Wonder(ful) Years

When I hear the term “reboot”, I think of turning my computer off and turning it back on again. It is basically my go-to move for all tech support related issues. My computer is frozen. Reboot. My phone is glitching. Reboot. Can’t open a website. Turn it off for a few minutes. It should be fine.

So usually the the term reboot has a negative connotation for me. It usually means something has gone wrong. That’s how I think about these television shows, too. I had no desire to watch any of them. Yes, I watched Will and Grace and Roseanne when I was younger, but I grew up. I would assume the characters on those shows should have grown up, too. But then, I saw a trailer on Facebook for “The Wonder Years” and I was intrigued. I was hooked after one episode.
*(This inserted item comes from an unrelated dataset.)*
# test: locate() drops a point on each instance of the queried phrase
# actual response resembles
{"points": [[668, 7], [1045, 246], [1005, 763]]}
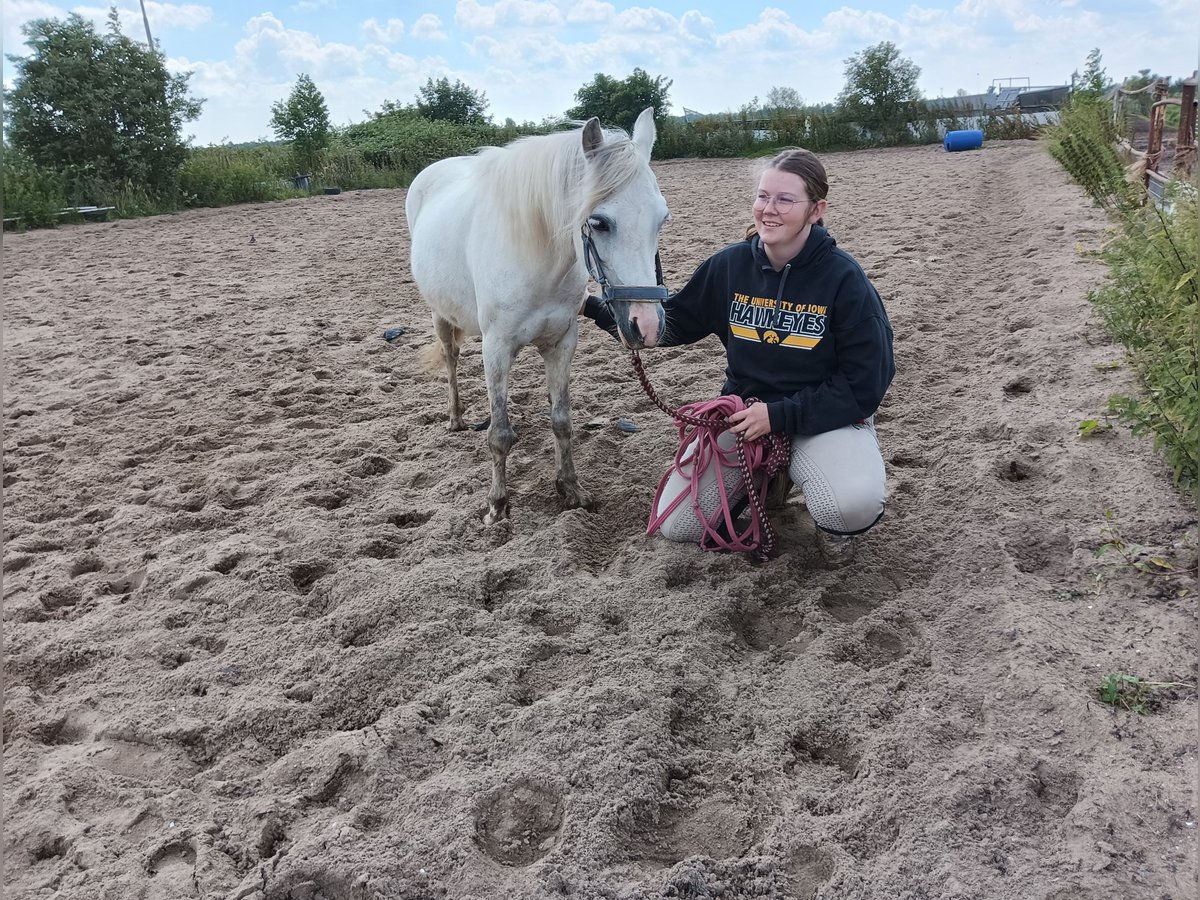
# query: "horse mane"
{"points": [[545, 185]]}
Have you seen the melanated marvel that is the newest version of “The Wonder Years”? Set in 1968 in Montgomery, Alabama, we get to watch the coming of age story of Dean Williams. He’s a 12-year old boy in an ever-changing world. They cover first love, first heartbreak, and the assassination of Dr. Martin Luther King, Jr, all in the first episode. In episode two, they sing the Negro National Anthem.

As a kid, I watched the original show with Fred Savage. I always dreamed that some boy would look at me like Kevin Arnold looked at Winnie Cooper. Of course, Winnie spent all her time on a bike, and I spent my time reading books. We weren’t really that similar. And I was hoping to grow out of that middle school angst, but that never really happened. I think I finally outgrew my awkward teenage stage at about age 32. Somehow, I did get one of the boys from the neighborhood to marry me, though. Neither one of us is too sure how that happened. But that’s enough about my extended period of weirdness. One of the benefits of watching this show is getting ideas about how to shepherd my kiddos through their own awkward stages.

The cast is stunning. I have loved Dule Hill since the West Wing (the only other reboot I’d consider watching.) I can’t believe he’s old enough to be playing a dad on TV, even though I’m sitting here playing a parent in real life. Tony-nominated Saycon Sengblah shines every time on the screen. But the real stars on this show are the kids. EJ Williams, Amari O’Neal, and Milan Ray all look like they could be my son’s friends. I just want to feed them and let them hang out on my sofa. Then, there’s the voice of Don Cheadle narrating their adventures. This show is my new favorite thing.

I need y’all to watch this show and tell me if you love it as much as I do.